2.   After 12 months, the employee's retirement contribution rate shall be restored to levels in effect on August 30, 2001.

3.   The State employer will continue to ensure that pension benefits are properly funded in accordance with generally accepted actuarial practices.  In accordance with the provisions of the June 20, 2001 communication to DPA from CalPERS' Actuarial & Employer Services Division, effective the date referenced in paragraph 1 above, the State Employers' CalPERS retirement contribution rate shall incorporate the impact resulting from the temporary reduction in the employee retirement contribution rate.  As indicated in the above referenced letter,  '10% of the net unamortized actuarial loss shall be amortized each year.'  However, if the CalPERS Board of Administration alters the amortization schedule referenced above in a manner that accelerates the employer payment obligation, either party to this agreement may declare this section of the Contract, and all obligations set forth herein, to be null and void.  In the event this Contract becomes null and void, the employee retirement contribution rate shall be restored to levels in effect on August 30, 2001, and the parties shall be obligated to immediately meet and confer in good faith to discuss alternative provisions.

11.9 Employee Retirement Contribution Reduction For Miscellaneous Members

If the Board of Administration of the California Public Employees Retirement Systems (CalPERS) informs the parties in writing that it has determined that the recent temporary arrangement whereby state employees were relieved of paying into their retirement fund may be extended for 12 months and that such an extension would be fiduciarily sound and meet the Board's established actuarial standards, which in turn provides temporary cash flow relief to the State, the parties will agree to the following:

1.   Effective the first of the pay period following approval by the CalPERS Board and ratification of the Legislature and continuing for 12 monthly pay periods thereafter, the State agrees to the following:

'        Employees who are miscellaneous and/or industrial members of the first tier plan, and who are subject to Social Security under the Public Employees' Retirement System (CalPERS), shall have their employee retirement contribution rate reduced to zero.

'        Employees who are miscellaneous and/or industrial members of the first tier plan, and who are not subject to Social Security under the Public Employees' Retirement System (CalPERS), shall have their employee retirement contribution rate reduced from 6% of compensation in excess of three hundred seventeen ($317) dollars each month to 1.0% of compensation in excess of three hundred seventeen ($317) dollars each month.

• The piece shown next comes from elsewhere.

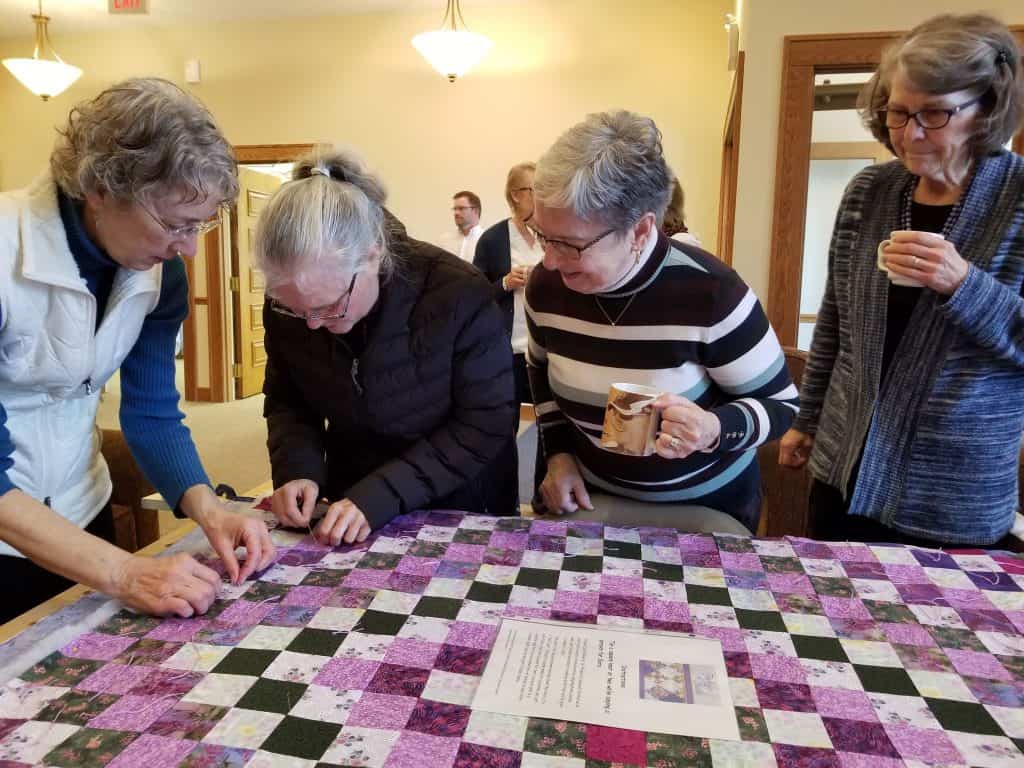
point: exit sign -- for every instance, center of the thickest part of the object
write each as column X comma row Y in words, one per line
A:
column 128, row 6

2.   After 12 months, the employee's retirement contribution rate shall be restored to levels in effect on August 30, 2001.

3.   The State employer will continue to ensure that pension benefits are properly funded in accordance with generally accepted actuarial practices.  In accordance with the provisions of the June 20, 2001 communication to DPA from CalPERS' Actuarial & Employer Services Division, effective the date referenced in paragraph 1 above, the State Employers' CalPERS retirement contribution rate shall incorporate the impact resulting from the temporary reduction in the employee retirement contribution rate.  As indicated in the above referenced letter.  '10% of the net unamortized actuarial loss shall be amortized each year.'  However, if the CalPERS Board of Administration alters the amortization schedule referenced above in a manner that accelerates the employer payment obligation, either party to this agreement may declare this section of the Contract, and all obligations set forth herein, to be null and void.  In the event this Contract becomes null and void, the employee retirement contribution rate shall be restored to levels in effect on August 30, 2001, and the parties shall be obligated to immediately meet and confer in good faith to discuss alternative provisions.